Barclay has no intention of compromising the primacy of the format but with fixture congestion a major issue and the commercial viability of five-day cricket in several territories, he sees the need for pragmatism.
"We've got to look at it in the context of the calendar. Simply putting more cricket in there for the sake of putting more cricket on makes the situation worse," he said.
"If we accept Test cricket is the bit that makes the game of cricket different and special and has its legacy and heritage, I'm at an age where I'm still a purist, but I probably accept it's not paying the bills anymore.
"Things need to change but I'd love to see it (as a format) kept exactly where it is. The fact is (fewer and fewer) countries are able to afford to play it, very few countries can actually make it work from a financial point of view. If we are going to retain it and, and I fervently hope we will, we need to have another look at it."

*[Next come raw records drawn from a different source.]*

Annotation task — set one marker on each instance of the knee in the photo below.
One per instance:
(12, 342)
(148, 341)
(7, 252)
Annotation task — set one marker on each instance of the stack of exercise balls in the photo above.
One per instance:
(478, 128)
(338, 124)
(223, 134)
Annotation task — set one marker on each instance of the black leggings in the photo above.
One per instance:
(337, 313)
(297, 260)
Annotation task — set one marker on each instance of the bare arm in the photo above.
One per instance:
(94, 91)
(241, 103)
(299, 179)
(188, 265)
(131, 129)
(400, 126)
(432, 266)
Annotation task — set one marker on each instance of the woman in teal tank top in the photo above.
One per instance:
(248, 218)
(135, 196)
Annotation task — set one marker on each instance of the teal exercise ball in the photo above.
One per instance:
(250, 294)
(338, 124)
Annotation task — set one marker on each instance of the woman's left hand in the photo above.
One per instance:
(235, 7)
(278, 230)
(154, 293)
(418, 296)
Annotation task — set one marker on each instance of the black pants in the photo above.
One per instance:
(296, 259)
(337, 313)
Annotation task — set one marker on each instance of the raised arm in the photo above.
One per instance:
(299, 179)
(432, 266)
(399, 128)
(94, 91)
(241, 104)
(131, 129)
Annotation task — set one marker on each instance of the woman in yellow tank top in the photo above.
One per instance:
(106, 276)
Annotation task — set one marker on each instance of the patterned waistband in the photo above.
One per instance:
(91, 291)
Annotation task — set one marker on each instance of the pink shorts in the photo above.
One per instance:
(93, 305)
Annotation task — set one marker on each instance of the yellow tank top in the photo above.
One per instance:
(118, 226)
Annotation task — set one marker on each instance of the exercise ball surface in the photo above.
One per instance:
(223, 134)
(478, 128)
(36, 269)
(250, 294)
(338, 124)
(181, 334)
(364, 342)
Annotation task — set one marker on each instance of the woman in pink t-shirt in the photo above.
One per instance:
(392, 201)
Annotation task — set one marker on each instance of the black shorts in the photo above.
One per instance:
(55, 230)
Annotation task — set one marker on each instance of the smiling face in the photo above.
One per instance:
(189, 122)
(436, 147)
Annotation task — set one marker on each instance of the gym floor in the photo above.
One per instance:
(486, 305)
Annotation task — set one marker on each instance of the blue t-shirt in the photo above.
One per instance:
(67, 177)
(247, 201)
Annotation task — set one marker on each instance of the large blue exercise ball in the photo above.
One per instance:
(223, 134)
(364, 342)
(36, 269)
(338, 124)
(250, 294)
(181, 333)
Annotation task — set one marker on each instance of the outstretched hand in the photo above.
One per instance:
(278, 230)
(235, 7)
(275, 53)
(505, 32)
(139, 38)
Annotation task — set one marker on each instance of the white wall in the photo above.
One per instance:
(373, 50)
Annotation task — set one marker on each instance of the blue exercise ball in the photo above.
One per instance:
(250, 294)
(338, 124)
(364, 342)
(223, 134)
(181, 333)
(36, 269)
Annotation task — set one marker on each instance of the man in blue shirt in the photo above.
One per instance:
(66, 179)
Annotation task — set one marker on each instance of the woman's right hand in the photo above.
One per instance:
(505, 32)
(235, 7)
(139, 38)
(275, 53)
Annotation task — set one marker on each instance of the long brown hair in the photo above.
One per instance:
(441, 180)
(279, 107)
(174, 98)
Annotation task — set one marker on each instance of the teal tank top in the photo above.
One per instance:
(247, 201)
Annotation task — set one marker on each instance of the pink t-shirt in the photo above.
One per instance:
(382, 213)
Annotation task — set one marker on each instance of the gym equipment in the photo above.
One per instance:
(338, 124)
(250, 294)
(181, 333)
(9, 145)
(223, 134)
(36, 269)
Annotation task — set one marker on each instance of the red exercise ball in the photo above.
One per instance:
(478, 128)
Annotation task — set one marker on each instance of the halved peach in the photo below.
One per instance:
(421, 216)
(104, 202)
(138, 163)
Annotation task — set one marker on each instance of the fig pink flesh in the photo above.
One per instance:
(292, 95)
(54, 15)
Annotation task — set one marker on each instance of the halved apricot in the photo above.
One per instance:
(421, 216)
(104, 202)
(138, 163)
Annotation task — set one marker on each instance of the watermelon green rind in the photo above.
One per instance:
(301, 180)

Barclay also vowed to be a champion of women's cricket, which suffers a greater internal divide between the haves and have-nots than the men's game internationally and has been noticeably slower to get back up and running in the pandemic.
"There is a glaring gap between where the men's game is and where the women's game sits at the minute," said Barclay.
"It's improving but we haven't come nearly far enough. It's not just financial investment, it's behavioural and attitudinal changes that need to be made. We need to to invest a lot more in women's cricket.
"It's not so much around the top three or four performing nations that are making good strides around women's cricket. The next group of countries out of the blocks probably need some help and the ICC has a role to help facilitate and help nudge that part of the game along."